For those unfamiliar with early Weather Report, however, this is not Heavy Weather. Jaco Pastorious was not yet with the band, and you will not find anything quite like "Birdland" here. The album is full of churning, moody, intense music that is far closer to Miles Davis’s Bitches Brew than to the later near-pop recordings that Weather Report would create. "Unknown Soldier" is a moody anti-war musical statement that defies both jazz and rock, never allowing itself to be classified as anything other than great music. Recorded live, "Vertical Invader/T.H./Dr. Honoris Causa", "Surucucu", and "Directions" form what was the original second-side of the album, and serve as adventures in time-signature and musical form. These recordings are a testament to the time the band spent in Japan, and are very much a document displaying a defining point in the history of jazz.
Indeed, much of this album is a deconstruction of what had come before as much as a construction of a new form of music. Taking the group-improvisation methodology of Dixieland, combining it with the instruments and sensibilities of a rock & roll jam band, and the virtuosic technique of a collection of the greatest of bebop musicians, this was truly fusion in the truest sense of the word, and before the word became a trite appellation for anything that happened to be pop/rock music that had an improvising trumpet or saxophone instead of a vocalist.
As far as the remastering, the studio tracks clean up incredibly well. There seemed to be some analog noise in the live recordings, but with the crowd noise and the wide variety of metal percussion equipment heavily utilized by Eric Gravatt during these performances, the noise is hardly noticeable. It certainly would not be considered distracting.
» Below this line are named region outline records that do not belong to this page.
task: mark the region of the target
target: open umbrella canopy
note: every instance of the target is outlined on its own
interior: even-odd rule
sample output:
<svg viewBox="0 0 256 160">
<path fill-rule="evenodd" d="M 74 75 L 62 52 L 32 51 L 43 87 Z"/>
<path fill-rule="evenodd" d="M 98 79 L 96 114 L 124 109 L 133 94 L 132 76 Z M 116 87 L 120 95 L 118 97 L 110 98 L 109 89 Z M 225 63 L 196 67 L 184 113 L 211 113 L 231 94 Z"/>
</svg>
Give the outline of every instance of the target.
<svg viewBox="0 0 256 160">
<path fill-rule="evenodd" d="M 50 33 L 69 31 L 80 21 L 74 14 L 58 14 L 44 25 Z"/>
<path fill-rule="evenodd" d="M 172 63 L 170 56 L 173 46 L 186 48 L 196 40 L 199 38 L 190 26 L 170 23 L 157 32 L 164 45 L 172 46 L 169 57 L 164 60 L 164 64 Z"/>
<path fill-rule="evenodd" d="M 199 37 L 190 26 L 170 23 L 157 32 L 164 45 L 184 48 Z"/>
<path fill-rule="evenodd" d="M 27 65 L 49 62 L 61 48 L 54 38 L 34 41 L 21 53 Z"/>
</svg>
There is nothing that can be said about this album that has not been said before. It stands the test of time, still sounding fresh, new, and vibrant. It was incredibly influential and successful. The individual musicians on the album are recognized as belonging on the Mount Olympus of modern music. It is simply one of the great albums of the 1970s. If you have never had the opportunity to discover I Sing the Body Electric, you really should.